"Erich E. Hoover" erich.e.hoover@wine-staging.com wrote:
I just pointed out to an ill-behaving practices you're using, and asked to either stop doing such bad things, or give a credit to the source. Since the original wine-staging patch is pretty trivial it's not a big problem in this case, but taking into account your practice to "borrow" wine-staging work it may become a real problem at some point, at least as a distorted image of the company you are working for.
P.S. Thanks for confirming that the wine-staging patch was the starting point of your work.
At the risk of exploding this further, it looks like Nikolay put together a really nice patch that has undergone far more testing than what's in staging. As we don't have a requirement on saying that a patch is "inspired" by someone else's work I don't see any reason to be so aggressive when this patch is clearly unique. So, I'm sorry your feeling left out in terms of credit, but I don't think that attacking Nikolay is a very appropriate response.
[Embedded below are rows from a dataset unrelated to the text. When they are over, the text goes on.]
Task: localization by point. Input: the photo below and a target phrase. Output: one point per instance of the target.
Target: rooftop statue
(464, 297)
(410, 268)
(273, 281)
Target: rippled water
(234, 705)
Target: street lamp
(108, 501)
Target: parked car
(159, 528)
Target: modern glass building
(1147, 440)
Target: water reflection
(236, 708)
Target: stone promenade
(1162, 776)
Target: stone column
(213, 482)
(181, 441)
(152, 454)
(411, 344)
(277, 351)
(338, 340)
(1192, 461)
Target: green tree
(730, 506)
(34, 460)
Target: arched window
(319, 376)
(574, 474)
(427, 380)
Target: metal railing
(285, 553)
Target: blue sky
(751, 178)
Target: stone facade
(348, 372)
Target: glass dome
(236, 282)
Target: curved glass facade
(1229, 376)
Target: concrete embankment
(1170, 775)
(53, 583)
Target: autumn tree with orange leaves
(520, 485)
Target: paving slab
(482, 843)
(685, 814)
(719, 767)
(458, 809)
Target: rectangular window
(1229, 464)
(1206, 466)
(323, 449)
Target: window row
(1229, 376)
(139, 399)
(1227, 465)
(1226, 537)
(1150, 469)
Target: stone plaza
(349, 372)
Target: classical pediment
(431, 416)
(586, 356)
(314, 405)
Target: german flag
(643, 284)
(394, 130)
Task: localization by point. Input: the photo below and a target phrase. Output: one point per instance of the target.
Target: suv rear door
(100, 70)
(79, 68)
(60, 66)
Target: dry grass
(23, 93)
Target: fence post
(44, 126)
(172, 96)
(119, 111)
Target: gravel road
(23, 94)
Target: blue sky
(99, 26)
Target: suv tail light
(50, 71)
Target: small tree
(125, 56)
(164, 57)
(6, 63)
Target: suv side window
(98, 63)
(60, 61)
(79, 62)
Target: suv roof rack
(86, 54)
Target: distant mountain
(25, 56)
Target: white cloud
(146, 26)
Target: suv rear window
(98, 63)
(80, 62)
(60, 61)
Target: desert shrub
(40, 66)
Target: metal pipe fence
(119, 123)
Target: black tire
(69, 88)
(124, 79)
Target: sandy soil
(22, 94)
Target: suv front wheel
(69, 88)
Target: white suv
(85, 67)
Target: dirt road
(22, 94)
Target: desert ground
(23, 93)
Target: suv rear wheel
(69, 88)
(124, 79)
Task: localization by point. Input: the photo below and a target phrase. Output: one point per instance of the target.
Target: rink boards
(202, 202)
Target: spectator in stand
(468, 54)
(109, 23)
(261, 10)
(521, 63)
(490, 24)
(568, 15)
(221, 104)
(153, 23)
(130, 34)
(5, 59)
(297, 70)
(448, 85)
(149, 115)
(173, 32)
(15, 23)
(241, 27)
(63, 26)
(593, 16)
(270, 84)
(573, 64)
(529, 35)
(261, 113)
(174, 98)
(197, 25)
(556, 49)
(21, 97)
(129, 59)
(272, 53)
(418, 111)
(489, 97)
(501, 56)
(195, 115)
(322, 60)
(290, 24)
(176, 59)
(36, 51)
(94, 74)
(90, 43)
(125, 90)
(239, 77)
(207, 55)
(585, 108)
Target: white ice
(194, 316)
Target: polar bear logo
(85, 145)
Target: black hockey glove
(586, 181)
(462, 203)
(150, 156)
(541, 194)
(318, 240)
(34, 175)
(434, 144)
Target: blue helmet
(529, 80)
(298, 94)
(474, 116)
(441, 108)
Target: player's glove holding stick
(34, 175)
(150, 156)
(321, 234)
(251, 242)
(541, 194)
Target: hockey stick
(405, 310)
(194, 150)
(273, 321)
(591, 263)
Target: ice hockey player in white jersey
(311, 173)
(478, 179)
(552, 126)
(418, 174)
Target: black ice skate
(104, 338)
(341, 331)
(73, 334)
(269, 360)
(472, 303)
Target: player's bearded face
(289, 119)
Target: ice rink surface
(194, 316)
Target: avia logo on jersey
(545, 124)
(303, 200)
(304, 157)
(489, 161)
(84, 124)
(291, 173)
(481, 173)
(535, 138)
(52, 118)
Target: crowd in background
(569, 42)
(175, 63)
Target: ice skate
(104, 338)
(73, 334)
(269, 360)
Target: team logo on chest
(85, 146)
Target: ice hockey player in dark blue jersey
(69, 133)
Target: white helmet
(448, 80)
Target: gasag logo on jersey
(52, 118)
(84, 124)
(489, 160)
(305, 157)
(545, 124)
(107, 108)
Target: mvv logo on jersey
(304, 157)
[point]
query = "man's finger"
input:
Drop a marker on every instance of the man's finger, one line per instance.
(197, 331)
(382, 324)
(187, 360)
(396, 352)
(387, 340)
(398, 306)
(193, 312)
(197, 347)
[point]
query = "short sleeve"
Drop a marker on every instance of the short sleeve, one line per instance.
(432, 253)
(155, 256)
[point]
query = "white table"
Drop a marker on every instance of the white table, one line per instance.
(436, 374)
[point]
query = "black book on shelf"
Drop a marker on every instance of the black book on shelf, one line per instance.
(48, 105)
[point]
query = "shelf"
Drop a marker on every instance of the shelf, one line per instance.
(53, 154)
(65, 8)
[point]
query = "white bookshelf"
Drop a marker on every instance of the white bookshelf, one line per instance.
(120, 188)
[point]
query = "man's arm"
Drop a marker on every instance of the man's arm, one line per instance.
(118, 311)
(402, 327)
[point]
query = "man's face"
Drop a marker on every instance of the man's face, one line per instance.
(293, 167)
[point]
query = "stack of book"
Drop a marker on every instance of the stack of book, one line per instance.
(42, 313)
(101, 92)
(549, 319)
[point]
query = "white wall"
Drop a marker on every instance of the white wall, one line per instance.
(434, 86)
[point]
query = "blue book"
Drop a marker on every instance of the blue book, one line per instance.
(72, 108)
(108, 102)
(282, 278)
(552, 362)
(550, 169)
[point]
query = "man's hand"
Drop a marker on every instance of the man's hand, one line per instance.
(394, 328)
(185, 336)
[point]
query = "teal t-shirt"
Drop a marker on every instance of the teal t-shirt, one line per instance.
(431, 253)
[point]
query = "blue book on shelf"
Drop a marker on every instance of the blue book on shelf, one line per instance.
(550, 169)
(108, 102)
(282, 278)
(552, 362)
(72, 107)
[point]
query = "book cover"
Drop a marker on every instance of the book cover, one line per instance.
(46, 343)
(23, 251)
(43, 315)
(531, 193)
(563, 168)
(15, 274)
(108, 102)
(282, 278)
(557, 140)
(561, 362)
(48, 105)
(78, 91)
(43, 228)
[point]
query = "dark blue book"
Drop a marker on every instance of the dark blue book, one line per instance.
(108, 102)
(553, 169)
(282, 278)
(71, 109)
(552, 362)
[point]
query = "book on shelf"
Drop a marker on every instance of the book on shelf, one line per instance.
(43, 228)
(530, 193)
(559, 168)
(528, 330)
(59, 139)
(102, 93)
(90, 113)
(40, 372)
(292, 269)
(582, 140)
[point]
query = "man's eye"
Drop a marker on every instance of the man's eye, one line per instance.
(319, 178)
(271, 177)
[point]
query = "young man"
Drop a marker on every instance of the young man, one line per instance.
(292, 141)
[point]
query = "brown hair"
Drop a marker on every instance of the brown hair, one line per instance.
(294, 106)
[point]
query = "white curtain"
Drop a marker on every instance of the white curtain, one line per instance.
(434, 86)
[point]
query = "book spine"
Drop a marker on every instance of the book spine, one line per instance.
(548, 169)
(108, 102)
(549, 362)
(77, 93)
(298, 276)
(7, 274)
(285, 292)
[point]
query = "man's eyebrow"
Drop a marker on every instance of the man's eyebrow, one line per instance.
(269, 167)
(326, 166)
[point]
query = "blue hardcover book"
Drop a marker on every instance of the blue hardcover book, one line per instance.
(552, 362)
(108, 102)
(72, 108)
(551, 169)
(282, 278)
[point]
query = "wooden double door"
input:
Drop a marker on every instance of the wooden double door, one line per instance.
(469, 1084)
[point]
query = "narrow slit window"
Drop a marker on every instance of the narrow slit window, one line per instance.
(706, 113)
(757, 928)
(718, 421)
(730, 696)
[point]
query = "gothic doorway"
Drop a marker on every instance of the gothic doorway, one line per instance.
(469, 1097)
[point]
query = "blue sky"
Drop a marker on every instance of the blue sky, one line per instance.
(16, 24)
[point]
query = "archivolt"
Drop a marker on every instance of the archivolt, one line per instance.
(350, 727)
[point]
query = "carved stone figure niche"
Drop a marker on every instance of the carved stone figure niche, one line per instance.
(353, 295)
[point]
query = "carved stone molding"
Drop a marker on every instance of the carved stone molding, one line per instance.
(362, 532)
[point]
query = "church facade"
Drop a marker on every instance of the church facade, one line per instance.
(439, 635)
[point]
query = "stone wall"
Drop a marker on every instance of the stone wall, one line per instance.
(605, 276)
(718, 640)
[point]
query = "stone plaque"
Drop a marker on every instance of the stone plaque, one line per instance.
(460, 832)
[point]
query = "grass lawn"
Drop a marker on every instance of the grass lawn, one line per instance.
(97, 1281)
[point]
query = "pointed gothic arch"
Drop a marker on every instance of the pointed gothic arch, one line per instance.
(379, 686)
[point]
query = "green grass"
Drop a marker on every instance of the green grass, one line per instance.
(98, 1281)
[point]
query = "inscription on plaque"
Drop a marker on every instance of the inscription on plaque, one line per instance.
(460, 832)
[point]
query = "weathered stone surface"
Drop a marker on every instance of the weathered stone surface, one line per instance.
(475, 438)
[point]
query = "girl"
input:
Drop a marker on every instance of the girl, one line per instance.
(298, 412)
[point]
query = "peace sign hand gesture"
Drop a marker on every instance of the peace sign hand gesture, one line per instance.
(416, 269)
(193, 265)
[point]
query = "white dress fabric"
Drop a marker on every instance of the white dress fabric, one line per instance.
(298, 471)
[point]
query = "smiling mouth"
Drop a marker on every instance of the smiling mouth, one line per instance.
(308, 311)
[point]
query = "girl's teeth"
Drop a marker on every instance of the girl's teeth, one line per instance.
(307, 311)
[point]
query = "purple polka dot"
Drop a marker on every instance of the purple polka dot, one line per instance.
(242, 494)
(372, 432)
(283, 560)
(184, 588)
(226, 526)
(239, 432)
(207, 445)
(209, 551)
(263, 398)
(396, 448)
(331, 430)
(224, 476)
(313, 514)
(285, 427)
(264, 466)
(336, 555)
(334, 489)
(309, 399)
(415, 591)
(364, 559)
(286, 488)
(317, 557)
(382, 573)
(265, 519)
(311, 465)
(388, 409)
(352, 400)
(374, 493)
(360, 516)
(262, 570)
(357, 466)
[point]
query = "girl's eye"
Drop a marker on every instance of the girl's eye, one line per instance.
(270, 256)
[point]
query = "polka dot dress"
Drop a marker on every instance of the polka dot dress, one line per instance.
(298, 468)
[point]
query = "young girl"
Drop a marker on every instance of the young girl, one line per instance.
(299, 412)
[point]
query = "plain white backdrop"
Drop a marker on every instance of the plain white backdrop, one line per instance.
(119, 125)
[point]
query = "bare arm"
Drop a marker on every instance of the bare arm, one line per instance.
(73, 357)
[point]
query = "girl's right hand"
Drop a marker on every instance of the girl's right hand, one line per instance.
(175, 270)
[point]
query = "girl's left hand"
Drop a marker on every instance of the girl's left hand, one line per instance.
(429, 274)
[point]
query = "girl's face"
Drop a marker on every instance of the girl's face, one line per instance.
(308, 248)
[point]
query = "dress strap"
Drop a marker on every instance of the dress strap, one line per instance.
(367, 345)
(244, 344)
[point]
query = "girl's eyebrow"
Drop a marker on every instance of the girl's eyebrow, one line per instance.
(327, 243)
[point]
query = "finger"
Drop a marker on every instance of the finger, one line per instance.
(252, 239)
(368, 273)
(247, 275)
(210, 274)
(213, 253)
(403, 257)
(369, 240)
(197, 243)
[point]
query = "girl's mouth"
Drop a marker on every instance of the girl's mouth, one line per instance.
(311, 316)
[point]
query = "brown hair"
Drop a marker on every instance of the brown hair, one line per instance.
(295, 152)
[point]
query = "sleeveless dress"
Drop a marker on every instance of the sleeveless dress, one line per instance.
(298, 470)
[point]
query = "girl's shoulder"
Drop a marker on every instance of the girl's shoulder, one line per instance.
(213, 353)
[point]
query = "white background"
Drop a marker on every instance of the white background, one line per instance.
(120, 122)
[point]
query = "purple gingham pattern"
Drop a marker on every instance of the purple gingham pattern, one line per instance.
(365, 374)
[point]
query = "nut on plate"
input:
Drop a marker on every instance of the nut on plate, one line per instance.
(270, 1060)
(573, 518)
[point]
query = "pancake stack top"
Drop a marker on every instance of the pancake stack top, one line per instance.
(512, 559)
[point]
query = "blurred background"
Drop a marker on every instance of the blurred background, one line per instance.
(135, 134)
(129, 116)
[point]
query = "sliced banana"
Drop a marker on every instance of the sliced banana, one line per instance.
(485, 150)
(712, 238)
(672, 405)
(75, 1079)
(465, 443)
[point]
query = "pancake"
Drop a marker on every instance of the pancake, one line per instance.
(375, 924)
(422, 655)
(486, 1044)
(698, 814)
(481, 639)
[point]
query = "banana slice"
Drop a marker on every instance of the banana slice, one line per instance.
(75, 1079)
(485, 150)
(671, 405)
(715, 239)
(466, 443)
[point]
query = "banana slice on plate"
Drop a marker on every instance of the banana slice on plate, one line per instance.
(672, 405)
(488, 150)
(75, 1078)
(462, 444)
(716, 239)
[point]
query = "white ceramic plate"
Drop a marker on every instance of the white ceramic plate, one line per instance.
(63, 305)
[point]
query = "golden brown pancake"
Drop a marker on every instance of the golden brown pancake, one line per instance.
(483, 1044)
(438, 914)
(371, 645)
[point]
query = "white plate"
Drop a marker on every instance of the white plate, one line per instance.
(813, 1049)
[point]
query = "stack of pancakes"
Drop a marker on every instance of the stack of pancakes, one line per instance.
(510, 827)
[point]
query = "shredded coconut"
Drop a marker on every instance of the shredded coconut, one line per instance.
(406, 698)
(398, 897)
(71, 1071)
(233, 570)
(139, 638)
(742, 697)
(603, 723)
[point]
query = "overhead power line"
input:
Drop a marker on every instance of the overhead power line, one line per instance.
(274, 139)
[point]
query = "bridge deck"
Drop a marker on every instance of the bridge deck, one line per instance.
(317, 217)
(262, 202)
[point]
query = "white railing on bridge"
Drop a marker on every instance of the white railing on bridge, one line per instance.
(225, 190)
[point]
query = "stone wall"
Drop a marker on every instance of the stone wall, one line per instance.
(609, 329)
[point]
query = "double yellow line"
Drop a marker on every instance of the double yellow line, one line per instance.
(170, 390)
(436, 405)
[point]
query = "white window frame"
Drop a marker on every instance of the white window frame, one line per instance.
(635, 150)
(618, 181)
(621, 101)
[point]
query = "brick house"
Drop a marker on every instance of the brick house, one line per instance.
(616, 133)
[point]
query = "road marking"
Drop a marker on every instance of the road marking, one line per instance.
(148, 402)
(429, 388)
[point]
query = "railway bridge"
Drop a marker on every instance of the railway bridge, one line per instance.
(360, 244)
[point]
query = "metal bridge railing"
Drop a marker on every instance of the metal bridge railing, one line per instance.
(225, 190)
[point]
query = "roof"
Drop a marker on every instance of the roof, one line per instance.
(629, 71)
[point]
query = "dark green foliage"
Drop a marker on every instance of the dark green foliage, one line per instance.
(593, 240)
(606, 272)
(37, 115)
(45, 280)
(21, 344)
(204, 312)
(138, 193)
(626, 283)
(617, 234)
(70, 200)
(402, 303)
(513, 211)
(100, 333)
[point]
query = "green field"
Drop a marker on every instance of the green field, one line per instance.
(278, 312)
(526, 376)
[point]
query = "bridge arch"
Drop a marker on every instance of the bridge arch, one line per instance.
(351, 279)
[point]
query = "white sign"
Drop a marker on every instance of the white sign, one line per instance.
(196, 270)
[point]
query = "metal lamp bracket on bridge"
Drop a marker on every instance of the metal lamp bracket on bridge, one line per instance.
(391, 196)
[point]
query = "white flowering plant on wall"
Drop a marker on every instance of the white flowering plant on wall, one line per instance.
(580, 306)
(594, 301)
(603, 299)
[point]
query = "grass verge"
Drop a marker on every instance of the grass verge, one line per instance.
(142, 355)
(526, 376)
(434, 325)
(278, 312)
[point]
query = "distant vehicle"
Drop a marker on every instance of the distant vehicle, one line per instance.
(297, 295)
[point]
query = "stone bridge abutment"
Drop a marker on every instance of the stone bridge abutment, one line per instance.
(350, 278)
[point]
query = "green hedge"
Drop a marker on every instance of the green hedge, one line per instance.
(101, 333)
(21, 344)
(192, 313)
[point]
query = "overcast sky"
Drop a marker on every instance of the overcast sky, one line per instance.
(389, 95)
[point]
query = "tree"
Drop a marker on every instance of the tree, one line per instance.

While there is no any requirement to give a credit, there are things like respect to someone who did the dirty work and spent his own personal time by investigating an issue, and prepared an inital (if not even a perfect) working solution. I have to add that it took quite a bit of time and an effort to track down what exactly was wrong with Process Hacker, and why it crashes once in a while. That said, what Nikolay is doing completely kills any motivation to do any investigation work on Wine bugs. So please don't be surprised and keep moaning on every wineconf that not that much well qualified people are interested to even look on Wine bugs, not speaking about having a peek in attempting to fix something, give full credit for that to people like Nikolay who instead of doing their own hard work by investigating bugs, try to steal a low hanging fruit by "borrowing" the work done by somebody else.